SEVAN'S SAFE HAVEN
NEW YORK POST Editorial August 27, 2005
Has America seen the last of Benon Sevan, former head of the United Nations' scandal-scarred Oil-for-Food program?
Ordinarily, that suggestion would be good news. But not if Sevan has made his way to safe haven in order to avoid criminal prosecution.
And that's just what law-enforcement officials fear may have happened.
Sevan, recently accused by the Volcker Commission of soliciting and accepting bribes in order to steer lucrative oil vouchers to favored companies, is now in Cyprus.
His lawyer says that Sevan, a native Cypriot, went to the Mediterranean island to take part in "a religious rite following his aunt's death" — the same aunt who supposedly left him the $160,000 in unexplained deposits that investigators believe came from Oil-for-Food bribes.

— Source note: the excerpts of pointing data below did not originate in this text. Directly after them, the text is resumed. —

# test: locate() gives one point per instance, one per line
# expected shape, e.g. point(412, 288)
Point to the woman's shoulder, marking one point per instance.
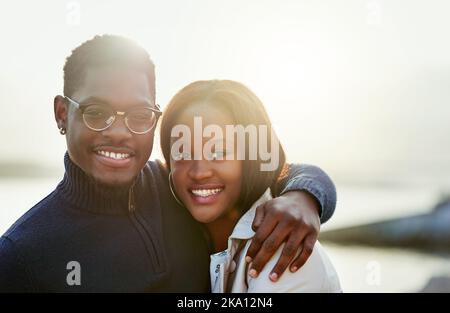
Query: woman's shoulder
point(316, 275)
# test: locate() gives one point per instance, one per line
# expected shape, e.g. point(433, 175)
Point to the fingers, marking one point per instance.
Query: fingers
point(268, 249)
point(259, 217)
point(308, 247)
point(290, 249)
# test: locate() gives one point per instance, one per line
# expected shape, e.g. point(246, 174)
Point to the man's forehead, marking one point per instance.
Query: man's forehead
point(116, 86)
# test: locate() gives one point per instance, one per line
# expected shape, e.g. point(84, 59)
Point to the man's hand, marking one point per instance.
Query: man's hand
point(292, 218)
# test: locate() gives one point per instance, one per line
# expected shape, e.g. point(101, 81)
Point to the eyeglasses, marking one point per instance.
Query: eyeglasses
point(99, 117)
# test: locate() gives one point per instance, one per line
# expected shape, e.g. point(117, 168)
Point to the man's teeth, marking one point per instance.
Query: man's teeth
point(113, 155)
point(206, 192)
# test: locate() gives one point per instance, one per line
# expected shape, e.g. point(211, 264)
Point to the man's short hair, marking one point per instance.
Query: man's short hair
point(108, 51)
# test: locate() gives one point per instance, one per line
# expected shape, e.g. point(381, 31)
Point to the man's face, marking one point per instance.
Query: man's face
point(121, 89)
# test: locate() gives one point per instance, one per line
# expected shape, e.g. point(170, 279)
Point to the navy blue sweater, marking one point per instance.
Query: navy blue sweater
point(133, 240)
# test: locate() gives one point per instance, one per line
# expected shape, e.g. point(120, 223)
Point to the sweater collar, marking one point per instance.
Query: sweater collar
point(87, 195)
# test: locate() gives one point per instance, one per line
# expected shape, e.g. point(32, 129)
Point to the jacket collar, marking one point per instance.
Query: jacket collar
point(243, 228)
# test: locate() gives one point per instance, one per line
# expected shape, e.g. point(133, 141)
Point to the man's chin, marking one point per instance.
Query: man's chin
point(113, 182)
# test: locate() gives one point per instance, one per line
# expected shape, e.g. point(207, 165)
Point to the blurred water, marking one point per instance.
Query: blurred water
point(361, 269)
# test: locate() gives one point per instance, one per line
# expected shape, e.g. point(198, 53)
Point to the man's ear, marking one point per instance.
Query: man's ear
point(61, 111)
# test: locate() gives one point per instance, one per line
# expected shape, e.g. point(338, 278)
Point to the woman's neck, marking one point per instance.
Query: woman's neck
point(220, 229)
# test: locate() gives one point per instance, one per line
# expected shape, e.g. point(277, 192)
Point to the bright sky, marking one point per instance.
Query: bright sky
point(357, 86)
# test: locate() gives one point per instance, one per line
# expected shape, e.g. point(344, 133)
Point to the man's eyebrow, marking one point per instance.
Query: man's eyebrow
point(94, 99)
point(98, 100)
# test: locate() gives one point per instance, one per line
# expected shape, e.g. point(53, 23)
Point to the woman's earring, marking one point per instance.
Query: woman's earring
point(172, 191)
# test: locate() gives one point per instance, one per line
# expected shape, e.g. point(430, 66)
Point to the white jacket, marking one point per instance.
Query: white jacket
point(229, 271)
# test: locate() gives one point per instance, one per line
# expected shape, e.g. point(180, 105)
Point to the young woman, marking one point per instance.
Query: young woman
point(222, 180)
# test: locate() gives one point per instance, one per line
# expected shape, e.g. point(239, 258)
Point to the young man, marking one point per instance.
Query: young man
point(111, 224)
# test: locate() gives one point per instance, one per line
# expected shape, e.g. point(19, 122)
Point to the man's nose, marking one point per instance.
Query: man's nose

His departure, conveniently enough, came after Secretary-General Kofi Annan finally decided to strip Sevan of his diplomatic immunity — theoretically leaving him at the mercy of prosecutors and a grand jury.
So when is he coming back to New York, where he owns homes in both Manhattan and the Hamptons?
Well, now that he's no longer on the U.N. payroll, "Cyprus is his place of residence, and not New York," Sevan's lawyer told The Post this week.
And since Cyprus and the United States don't have an extradition treaty, there'd be no way to force Sevan's return here to face criminal charges, if any are issued by the U.S. Attorney's office or Manhattan District Attorney Robert Morgenthau — both of whom are still investigating Oil-for-Food.
Indeed, a Cypriot official made clear last week, "There is a constitutional prohibition on extraditing one of our nationals to another jurisdiction."
In other words, U.S. law-enforcement can indict to its heart's content — because Sevan will never see the inside of a courtroom.
(Asked specifically whether Sevan had fled possible prosecution, his lawyer told The Post's Niles Lathem that the question "isn't germane" because he doesn't believe Sevan has done anything wrong.)
Is anyone really surprised by this latest development?
After all, Sevan's legal fees were being paid by the United Nations, which kept him on as a $1-a-year consultant after his resignation (from a tax-free, $186,000-a-year job) in order to preserve his diplomatic immunity.
Sevan's lawyer has insisted all along that the allegations against his client are "baseless" and that Sevan "never took a penny."
Of course not.
So, was Sevan allowed to slip free because of fears of what he knows about corruption high up in the U.N. bureaucracy? Recall that Sevan's connections are not just with Annan but with his predecessor, Boutros Boutros-Ghali: The Volcker Commission last winter outlined Sevan's ties to a company (and oil-voucher recipient) owned by Boutros-Ghali's cousin.
Benon Sevan, of course, is just the tip of the iceberg of this mind-bogglingly complex scandal — albeit a very important tip. That he may have been allowed to flee in order to avoid prosecution is just the latest reason why Kofi Annan and his corrupt crew have to go.